Yeah i do like some of them, and some of the journeys they do are quite good, but from what i saw of last nights was a bit zzz for me. I reckon all that was a setup Kerr tbh, wouldn't surprise me. What do you think? Yay/nay? D


----------



## Kerr

DJ X-Ray said:


> Yeah i do like some of them, and some of the journeys they do are quite good, but from what i saw of last nights was a bit zzz for me. I reckon all that was a setup Kerr tbh, wouldn't surprise me. What do you think? Yay/nay? D


I think the end was genuine.

Some of the footage was recorded by the police and there was input by politicians over the matter.

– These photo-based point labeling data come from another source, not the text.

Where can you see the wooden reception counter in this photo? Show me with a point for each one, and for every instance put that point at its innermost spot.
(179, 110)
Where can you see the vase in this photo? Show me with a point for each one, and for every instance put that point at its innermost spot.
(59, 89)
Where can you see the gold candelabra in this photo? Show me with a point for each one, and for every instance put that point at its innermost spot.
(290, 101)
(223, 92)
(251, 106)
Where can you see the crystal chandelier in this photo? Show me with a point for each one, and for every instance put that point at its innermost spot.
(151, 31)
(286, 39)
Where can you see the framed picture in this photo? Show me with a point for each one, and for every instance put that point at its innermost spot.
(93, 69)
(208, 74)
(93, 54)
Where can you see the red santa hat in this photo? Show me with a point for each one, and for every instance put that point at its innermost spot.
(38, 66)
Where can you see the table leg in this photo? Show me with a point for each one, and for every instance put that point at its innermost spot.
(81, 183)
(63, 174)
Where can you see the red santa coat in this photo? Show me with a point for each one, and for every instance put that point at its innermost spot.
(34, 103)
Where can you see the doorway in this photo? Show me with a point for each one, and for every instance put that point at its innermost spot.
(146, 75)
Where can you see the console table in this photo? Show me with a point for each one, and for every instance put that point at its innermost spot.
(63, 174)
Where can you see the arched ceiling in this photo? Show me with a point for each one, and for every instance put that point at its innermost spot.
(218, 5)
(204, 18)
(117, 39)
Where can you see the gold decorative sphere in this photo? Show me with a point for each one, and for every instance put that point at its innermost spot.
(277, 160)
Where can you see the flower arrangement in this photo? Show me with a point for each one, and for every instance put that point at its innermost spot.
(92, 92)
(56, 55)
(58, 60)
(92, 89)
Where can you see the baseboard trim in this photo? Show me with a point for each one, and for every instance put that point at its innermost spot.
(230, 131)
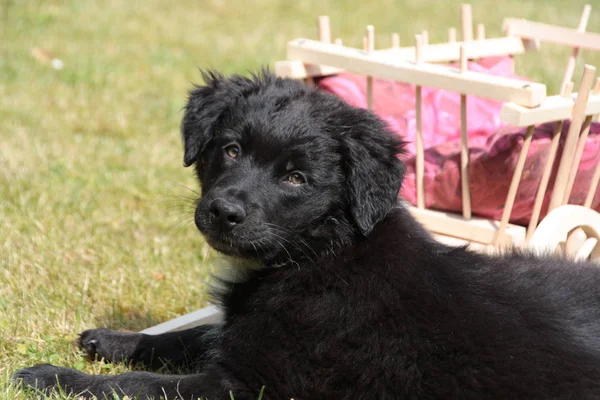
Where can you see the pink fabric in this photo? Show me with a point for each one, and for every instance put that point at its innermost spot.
(494, 147)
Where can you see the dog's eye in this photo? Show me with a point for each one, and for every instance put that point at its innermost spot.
(296, 178)
(232, 150)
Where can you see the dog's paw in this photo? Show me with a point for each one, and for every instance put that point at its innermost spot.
(112, 346)
(45, 378)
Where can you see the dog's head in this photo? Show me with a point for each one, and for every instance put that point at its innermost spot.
(286, 170)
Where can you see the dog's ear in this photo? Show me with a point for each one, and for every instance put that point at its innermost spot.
(373, 171)
(201, 114)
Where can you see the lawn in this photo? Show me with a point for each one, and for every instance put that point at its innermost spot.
(96, 210)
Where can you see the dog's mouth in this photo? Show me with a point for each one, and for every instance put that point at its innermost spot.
(232, 246)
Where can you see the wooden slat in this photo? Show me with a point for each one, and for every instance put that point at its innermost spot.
(583, 21)
(466, 21)
(206, 315)
(324, 29)
(471, 83)
(300, 70)
(448, 52)
(464, 145)
(440, 52)
(552, 33)
(545, 179)
(479, 230)
(560, 183)
(514, 184)
(553, 108)
(420, 156)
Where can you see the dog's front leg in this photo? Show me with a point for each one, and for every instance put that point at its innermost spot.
(136, 385)
(175, 349)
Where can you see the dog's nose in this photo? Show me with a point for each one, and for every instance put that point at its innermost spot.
(226, 214)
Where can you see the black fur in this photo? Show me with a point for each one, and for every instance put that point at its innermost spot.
(338, 293)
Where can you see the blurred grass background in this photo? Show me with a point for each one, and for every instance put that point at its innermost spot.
(96, 211)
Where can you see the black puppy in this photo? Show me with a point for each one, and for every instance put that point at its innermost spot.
(338, 293)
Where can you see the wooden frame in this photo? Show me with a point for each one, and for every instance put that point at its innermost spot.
(431, 75)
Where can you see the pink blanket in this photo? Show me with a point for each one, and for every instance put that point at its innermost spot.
(494, 146)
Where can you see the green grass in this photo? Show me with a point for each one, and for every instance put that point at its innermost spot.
(95, 215)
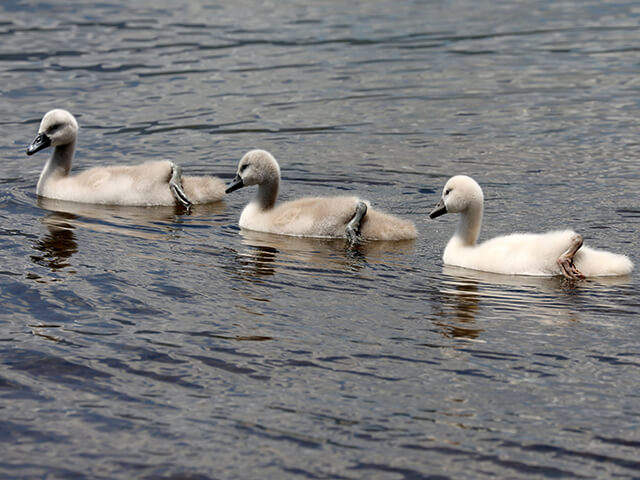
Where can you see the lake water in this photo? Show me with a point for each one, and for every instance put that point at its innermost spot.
(148, 343)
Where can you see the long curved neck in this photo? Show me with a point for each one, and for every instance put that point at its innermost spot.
(58, 165)
(468, 229)
(268, 193)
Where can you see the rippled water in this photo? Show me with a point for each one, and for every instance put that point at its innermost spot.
(146, 343)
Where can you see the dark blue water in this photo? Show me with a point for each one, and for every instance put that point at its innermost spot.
(147, 343)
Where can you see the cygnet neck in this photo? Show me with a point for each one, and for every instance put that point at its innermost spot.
(469, 226)
(58, 165)
(268, 193)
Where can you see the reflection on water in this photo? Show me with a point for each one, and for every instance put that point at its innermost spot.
(59, 243)
(164, 335)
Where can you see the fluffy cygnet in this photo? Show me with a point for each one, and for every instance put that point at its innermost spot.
(327, 217)
(551, 253)
(152, 183)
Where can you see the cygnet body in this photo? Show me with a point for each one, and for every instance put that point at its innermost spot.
(323, 217)
(152, 183)
(549, 254)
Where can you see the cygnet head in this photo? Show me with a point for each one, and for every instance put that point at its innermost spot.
(58, 127)
(459, 195)
(256, 167)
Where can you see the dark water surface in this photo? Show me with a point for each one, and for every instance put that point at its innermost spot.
(147, 343)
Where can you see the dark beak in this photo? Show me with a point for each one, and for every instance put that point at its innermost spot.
(440, 209)
(235, 185)
(40, 142)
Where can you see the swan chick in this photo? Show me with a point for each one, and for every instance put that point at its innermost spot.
(152, 183)
(551, 253)
(324, 217)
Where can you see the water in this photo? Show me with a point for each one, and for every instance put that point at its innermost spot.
(146, 343)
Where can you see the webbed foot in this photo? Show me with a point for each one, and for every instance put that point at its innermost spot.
(352, 230)
(565, 261)
(175, 184)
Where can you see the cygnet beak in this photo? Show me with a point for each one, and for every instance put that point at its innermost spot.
(440, 209)
(40, 142)
(235, 185)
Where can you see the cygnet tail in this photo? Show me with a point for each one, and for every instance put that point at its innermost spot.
(203, 189)
(595, 263)
(381, 226)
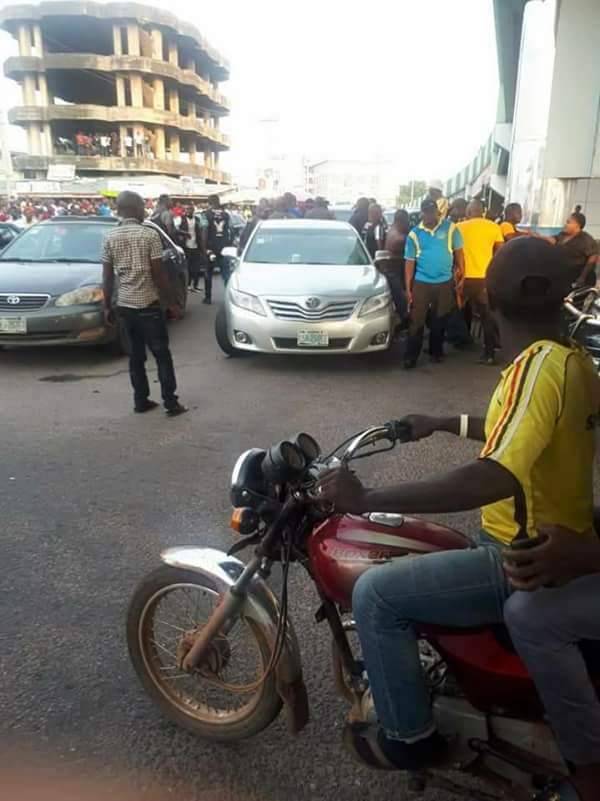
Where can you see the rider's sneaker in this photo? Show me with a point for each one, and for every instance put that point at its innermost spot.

I'm sure they wouldn't go along with a stunt if it was to make their people look bad, which it did.


----------



## Blueberry

It was actually one of the few specials I've actually enjoyed. It was actually a very tense ending too.


----------



## James Bagguley

Beaver head gear, pretty epic.


----------



## Exotica

Why did they change the wheels on the lotus?


----------



## Kerr

Exotica said:


> Why did they change the wheels on the lotus?


Did they? I never noticed.


----------



## Exotica

Kerr said:


> Did they? I never noticed.


Yeah when he put the trailer on.


----------



## Exotica




----------



## Exotica




----------



## Kerr

Exotica said:


> Yeah when he put the trailer on.


I didn't even notice last night.

I guess they needed better tyres for going along the beach and mud. Or they could have been wrecked since they were low profile.


----------